"The Role of Model Interpretability in Data Science" is a recent post on Medium.com by Carl Anderson, Director of Data Science at the fashion eyeware company Warby Parker. Anderson argues that data scientists should be willing to make small sacrifices in model quality in order to deliver a model that is easier to interpret and explain, and is therefore more acceptable to management.
Can we make this same argument in business forecasting?
What is Meant by Model Interpretability?
A model that is readily understood by humans is said to be interpretable.
An example is a forecast based on the 10-week moving average of sales. Management may not agree with the forecast that is produced, but at least everyone understands how it was calculated. And they may make forecast overrides based on their belief that next week's sales will be higher (or lower) than the recent 10-week average.
A trend line model is also easily understood by management. While the mathematical calculations are more complicated, everyone understands the basic concept that "the current growth (or decline) trend will continue."
Anderson observes that an interpretable model is not necessarily less complex than an uninterpretable model.

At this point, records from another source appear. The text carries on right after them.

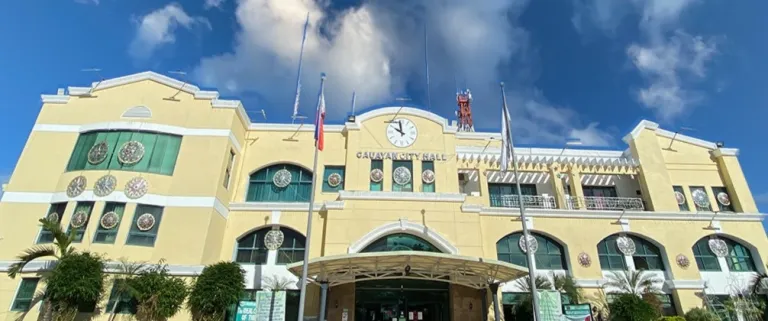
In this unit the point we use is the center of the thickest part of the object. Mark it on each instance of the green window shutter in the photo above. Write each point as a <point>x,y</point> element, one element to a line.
<point>25,294</point>
<point>104,235</point>
<point>377,164</point>
<point>144,238</point>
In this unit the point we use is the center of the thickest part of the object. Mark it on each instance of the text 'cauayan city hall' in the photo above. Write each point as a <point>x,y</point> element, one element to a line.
<point>145,167</point>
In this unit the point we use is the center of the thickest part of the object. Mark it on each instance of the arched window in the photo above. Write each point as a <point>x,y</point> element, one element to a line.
<point>549,256</point>
<point>401,242</point>
<point>251,248</point>
<point>261,187</point>
<point>647,256</point>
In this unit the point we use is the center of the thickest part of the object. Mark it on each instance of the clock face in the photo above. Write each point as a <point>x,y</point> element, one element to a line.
<point>402,132</point>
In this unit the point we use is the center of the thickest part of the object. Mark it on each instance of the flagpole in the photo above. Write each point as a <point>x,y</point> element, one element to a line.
<point>526,233</point>
<point>303,280</point>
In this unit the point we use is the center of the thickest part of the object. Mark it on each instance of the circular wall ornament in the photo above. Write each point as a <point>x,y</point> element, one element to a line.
<point>98,153</point>
<point>718,247</point>
<point>377,175</point>
<point>584,259</point>
<point>77,186</point>
<point>334,180</point>
<point>723,198</point>
<point>79,219</point>
<point>682,261</point>
<point>136,187</point>
<point>428,176</point>
<point>531,241</point>
<point>402,175</point>
<point>145,222</point>
<point>282,178</point>
<point>680,197</point>
<point>109,220</point>
<point>274,239</point>
<point>131,153</point>
<point>626,245</point>
<point>105,185</point>
<point>700,198</point>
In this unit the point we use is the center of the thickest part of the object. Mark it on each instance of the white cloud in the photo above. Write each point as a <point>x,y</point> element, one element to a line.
<point>158,28</point>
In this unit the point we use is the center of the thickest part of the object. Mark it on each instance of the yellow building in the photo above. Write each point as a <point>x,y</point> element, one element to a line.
<point>412,219</point>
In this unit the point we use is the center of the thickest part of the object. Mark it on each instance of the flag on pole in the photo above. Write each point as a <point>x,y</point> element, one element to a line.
<point>320,118</point>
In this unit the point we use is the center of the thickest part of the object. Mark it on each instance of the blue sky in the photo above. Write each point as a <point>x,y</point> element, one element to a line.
<point>574,68</point>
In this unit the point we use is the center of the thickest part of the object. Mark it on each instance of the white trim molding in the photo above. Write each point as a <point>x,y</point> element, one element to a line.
<point>404,226</point>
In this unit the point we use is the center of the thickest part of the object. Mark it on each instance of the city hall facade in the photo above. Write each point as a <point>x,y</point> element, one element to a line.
<point>412,219</point>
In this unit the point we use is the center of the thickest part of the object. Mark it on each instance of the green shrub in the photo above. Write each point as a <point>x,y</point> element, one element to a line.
<point>629,307</point>
<point>216,289</point>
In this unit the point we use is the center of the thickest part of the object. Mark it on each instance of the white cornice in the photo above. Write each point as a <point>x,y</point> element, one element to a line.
<point>402,196</point>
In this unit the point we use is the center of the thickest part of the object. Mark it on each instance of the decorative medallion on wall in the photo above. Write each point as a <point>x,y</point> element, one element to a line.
<point>718,247</point>
<point>136,187</point>
<point>109,220</point>
<point>98,153</point>
<point>282,178</point>
<point>626,245</point>
<point>402,175</point>
<point>377,175</point>
<point>723,198</point>
<point>274,239</point>
<point>79,219</point>
<point>584,259</point>
<point>76,186</point>
<point>334,180</point>
<point>131,153</point>
<point>105,185</point>
<point>683,261</point>
<point>700,198</point>
<point>680,197</point>
<point>428,176</point>
<point>145,222</point>
<point>532,244</point>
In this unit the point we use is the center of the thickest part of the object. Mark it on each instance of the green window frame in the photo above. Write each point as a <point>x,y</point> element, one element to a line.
<point>549,256</point>
<point>329,170</point>
<point>402,188</point>
<point>144,238</point>
<point>705,259</point>
<point>160,151</point>
<point>377,164</point>
<point>46,236</point>
<point>262,189</point>
<point>427,165</point>
<point>24,294</point>
<point>108,236</point>
<point>87,207</point>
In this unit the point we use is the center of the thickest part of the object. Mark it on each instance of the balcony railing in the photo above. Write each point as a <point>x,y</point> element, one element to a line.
<point>606,203</point>
<point>530,201</point>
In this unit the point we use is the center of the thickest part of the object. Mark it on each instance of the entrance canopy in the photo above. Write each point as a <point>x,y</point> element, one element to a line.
<point>464,270</point>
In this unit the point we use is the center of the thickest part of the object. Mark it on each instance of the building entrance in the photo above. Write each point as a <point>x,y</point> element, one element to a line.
<point>401,300</point>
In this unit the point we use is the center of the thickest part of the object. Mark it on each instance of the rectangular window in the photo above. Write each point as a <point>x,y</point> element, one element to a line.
<point>104,235</point>
<point>407,187</point>
<point>146,237</point>
<point>377,164</point>
<point>25,294</point>
<point>58,208</point>
<point>700,199</point>
<point>682,201</point>
<point>82,207</point>
<point>328,184</point>
<point>427,165</point>
<point>228,170</point>
<point>721,195</point>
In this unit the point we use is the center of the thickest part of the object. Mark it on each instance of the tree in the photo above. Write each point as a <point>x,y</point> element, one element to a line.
<point>217,288</point>
<point>159,294</point>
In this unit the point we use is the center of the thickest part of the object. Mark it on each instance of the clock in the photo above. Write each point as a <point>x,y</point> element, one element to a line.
<point>402,132</point>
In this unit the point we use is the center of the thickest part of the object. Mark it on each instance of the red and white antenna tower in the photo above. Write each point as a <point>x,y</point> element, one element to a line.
<point>464,100</point>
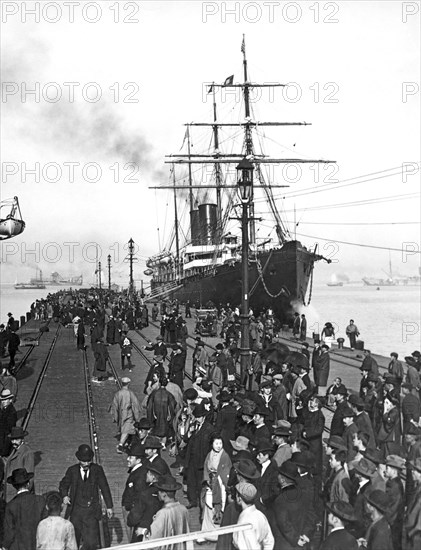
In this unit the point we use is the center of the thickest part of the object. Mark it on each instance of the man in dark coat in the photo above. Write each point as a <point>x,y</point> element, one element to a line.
<point>369,363</point>
<point>226,420</point>
<point>321,370</point>
<point>13,346</point>
<point>176,366</point>
<point>23,513</point>
<point>79,489</point>
<point>8,419</point>
<point>136,481</point>
<point>197,450</point>
<point>379,536</point>
<point>337,426</point>
<point>339,514</point>
<point>161,410</point>
<point>287,523</point>
<point>159,348</point>
<point>146,503</point>
<point>396,494</point>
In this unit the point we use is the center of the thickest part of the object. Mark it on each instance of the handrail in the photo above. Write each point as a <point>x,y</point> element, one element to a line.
<point>176,539</point>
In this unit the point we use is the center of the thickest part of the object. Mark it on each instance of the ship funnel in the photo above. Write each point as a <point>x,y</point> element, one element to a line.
<point>208,223</point>
<point>195,227</point>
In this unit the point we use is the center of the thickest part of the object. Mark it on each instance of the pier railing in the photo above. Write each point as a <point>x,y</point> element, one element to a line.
<point>178,539</point>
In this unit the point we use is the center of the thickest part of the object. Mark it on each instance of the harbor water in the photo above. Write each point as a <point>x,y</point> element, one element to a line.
<point>388,319</point>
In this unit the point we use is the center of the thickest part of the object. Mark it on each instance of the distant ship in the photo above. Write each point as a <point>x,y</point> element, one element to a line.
<point>34,284</point>
<point>207,268</point>
<point>334,281</point>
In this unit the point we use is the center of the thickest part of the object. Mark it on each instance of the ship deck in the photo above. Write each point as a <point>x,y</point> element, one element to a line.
<point>59,421</point>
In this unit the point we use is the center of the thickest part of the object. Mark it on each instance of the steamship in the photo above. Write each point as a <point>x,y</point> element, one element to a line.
<point>206,269</point>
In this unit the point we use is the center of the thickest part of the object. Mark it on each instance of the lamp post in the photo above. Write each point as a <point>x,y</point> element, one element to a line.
<point>245,189</point>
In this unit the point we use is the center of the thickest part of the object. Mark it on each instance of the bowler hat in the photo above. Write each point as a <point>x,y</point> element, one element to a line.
<point>282,431</point>
<point>365,468</point>
<point>342,510</point>
<point>264,446</point>
<point>413,430</point>
<point>6,394</point>
<point>17,432</point>
<point>375,456</point>
<point>415,464</point>
<point>19,476</point>
<point>167,483</point>
<point>347,412</point>
<point>199,410</point>
<point>158,468</point>
<point>248,407</point>
<point>262,411</point>
<point>152,442</point>
<point>356,400</point>
<point>224,397</point>
<point>240,444</point>
<point>288,469</point>
<point>136,449</point>
<point>379,500</point>
<point>336,442</point>
<point>247,491</point>
<point>143,424</point>
<point>265,384</point>
<point>84,453</point>
<point>305,459</point>
<point>395,461</point>
<point>246,468</point>
<point>190,394</point>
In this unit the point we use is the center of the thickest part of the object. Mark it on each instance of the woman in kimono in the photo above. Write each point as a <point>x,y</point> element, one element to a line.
<point>216,472</point>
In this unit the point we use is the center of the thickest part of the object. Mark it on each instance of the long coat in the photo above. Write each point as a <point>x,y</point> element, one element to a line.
<point>314,423</point>
<point>97,481</point>
<point>8,419</point>
<point>22,516</point>
<point>125,410</point>
<point>321,369</point>
<point>161,411</point>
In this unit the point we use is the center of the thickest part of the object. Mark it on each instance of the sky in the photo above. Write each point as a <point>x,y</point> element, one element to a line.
<point>115,82</point>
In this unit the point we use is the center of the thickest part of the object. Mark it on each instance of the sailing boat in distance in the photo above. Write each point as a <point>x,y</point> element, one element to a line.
<point>206,268</point>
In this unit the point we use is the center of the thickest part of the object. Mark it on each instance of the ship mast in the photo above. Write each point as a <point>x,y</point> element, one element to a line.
<point>218,177</point>
<point>177,242</point>
<point>248,137</point>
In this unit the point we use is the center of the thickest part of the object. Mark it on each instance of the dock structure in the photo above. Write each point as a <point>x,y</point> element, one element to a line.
<point>53,404</point>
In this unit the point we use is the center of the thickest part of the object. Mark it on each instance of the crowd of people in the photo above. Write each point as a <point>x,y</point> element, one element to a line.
<point>245,447</point>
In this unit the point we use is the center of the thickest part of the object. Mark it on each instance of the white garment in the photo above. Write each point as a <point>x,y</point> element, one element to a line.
<point>56,533</point>
<point>259,537</point>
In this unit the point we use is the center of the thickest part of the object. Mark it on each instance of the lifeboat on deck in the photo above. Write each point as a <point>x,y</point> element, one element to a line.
<point>12,224</point>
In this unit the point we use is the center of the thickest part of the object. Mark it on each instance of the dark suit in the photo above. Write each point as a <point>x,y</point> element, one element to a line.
<point>23,513</point>
<point>379,536</point>
<point>135,484</point>
<point>84,509</point>
<point>197,449</point>
<point>226,421</point>
<point>146,504</point>
<point>8,419</point>
<point>339,540</point>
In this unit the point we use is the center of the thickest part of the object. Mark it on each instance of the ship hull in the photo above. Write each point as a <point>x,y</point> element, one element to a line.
<point>283,285</point>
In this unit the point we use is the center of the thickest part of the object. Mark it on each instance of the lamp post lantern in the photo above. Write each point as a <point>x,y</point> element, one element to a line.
<point>245,188</point>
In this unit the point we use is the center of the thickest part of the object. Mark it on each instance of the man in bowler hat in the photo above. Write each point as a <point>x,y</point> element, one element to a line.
<point>79,489</point>
<point>23,513</point>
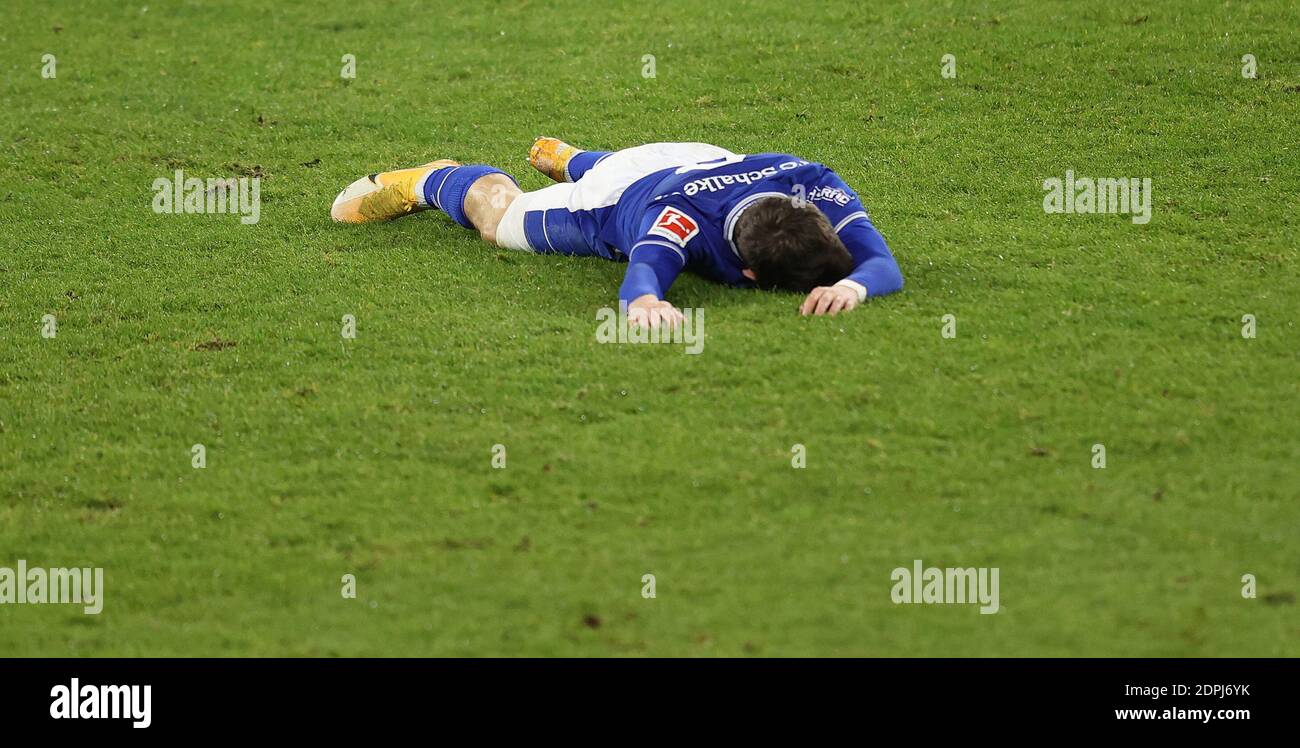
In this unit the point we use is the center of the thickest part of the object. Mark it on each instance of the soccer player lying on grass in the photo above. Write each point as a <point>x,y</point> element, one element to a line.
<point>768,220</point>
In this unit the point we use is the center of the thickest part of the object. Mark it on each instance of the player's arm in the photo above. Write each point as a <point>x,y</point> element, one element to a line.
<point>875,271</point>
<point>653,266</point>
<point>654,262</point>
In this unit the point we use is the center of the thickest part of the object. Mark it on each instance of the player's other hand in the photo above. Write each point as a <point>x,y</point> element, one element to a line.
<point>830,301</point>
<point>650,311</point>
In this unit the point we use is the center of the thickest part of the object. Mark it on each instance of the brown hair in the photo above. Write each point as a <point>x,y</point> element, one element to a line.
<point>789,246</point>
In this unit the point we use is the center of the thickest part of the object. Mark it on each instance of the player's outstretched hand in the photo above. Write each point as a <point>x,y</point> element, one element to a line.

He uses the example of a principal components model he created to predict new product demand. But principal components is not something readily explainable to his business audience. So he ended up creating a more complex model (i.e., having more variables) that had no additional predictive power, but could be understood by his users.
...the idea of my model is to serve as an additional voice to help them [demand planners] make their decisions. However, they need to trust and understand it, and therein lies the rub. They don’t know what principal component means. It is a very abstract concept. I can’t point to a pair of glasses and show them what it represents because it doesn’t exist like that. However, by restricting the model to actual physical features, features they know very well, they could indeed understand and trust the model. This final model had a very similar prediction error profile — i.e., the model was basically just as good — and it yielded some surprising insights for them.
Increasing model complexity (for no improvement in model performance) is antithetical to everything we are taught about doing science. Whether referred to as Occam's Razor, the Principle of Parsimony, or something else, there is always a strong preference for simpler models.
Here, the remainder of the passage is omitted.